If no credible scientific evidence is available, then standards that are based on Physician specialty society recommendations or professional standards of care may be considered. (Plts.’ PFOF (dkt. #149) ¶¶ 56, 57–58.) The named plaintiffs’ plans and all but four of the plans in the class “sample” also state that in determining what services are “medically necessary,” UMR “applies clinical policies that describe the Generally Accepted Standards of Medical Practice, scientific evidence, prevailing medical standards and clinical guidelines supporting our determinations regarding specific services.” (Id. ¶ 59.) Finally, most of the plans give UMR the sole discretion to: evaluate whether

services, supplies or treatment are medically necessary and appropriate; and to help ensure cost-effective care.

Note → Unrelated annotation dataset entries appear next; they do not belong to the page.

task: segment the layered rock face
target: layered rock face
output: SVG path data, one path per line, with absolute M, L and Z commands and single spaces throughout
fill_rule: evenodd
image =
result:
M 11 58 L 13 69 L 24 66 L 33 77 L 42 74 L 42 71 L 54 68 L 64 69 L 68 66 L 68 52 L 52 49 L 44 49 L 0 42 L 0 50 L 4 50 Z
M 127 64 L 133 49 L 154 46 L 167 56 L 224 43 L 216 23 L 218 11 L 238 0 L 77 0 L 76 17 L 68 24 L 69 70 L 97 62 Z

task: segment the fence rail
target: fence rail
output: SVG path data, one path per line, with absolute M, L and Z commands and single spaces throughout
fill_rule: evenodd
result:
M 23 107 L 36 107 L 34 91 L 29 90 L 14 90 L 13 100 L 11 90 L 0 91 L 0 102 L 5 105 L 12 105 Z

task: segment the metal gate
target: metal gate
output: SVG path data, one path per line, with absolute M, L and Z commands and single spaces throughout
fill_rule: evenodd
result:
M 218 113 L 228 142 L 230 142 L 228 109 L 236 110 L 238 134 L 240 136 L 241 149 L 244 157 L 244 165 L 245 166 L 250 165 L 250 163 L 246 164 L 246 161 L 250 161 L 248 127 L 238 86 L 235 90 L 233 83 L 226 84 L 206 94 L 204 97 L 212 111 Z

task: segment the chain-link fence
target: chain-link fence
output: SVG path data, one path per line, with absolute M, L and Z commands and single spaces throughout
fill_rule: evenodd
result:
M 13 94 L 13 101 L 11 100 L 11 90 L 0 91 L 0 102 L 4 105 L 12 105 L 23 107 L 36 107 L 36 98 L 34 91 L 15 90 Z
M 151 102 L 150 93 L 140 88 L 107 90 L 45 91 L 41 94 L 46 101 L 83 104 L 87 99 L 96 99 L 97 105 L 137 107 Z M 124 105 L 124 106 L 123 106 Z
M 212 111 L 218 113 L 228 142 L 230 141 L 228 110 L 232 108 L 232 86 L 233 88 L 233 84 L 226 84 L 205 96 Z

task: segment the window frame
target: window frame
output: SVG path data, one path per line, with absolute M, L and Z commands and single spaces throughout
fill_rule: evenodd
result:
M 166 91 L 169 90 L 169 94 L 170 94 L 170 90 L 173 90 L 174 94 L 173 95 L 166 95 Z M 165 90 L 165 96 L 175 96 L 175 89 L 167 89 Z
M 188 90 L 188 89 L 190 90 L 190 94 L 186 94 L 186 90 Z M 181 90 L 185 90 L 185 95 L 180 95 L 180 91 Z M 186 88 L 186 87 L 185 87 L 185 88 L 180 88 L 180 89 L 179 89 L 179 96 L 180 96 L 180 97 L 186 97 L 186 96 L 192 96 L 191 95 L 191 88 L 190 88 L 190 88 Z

C. Level-of-Care Guidelines To standardize its medical necessity review under a member’s plan, UMR adopted “level-of-care guidelines,” which among other things, establish criteria to determine the appropriate level of care for behavioral health issues, including substance abuse and mental health conditions. Available levels of care may include inpatient, hospitalization, residential treatment, intensive outpatient, or outpatient treatment options.

UMR began using the level-of-care guidelines at issue in this case in 2009.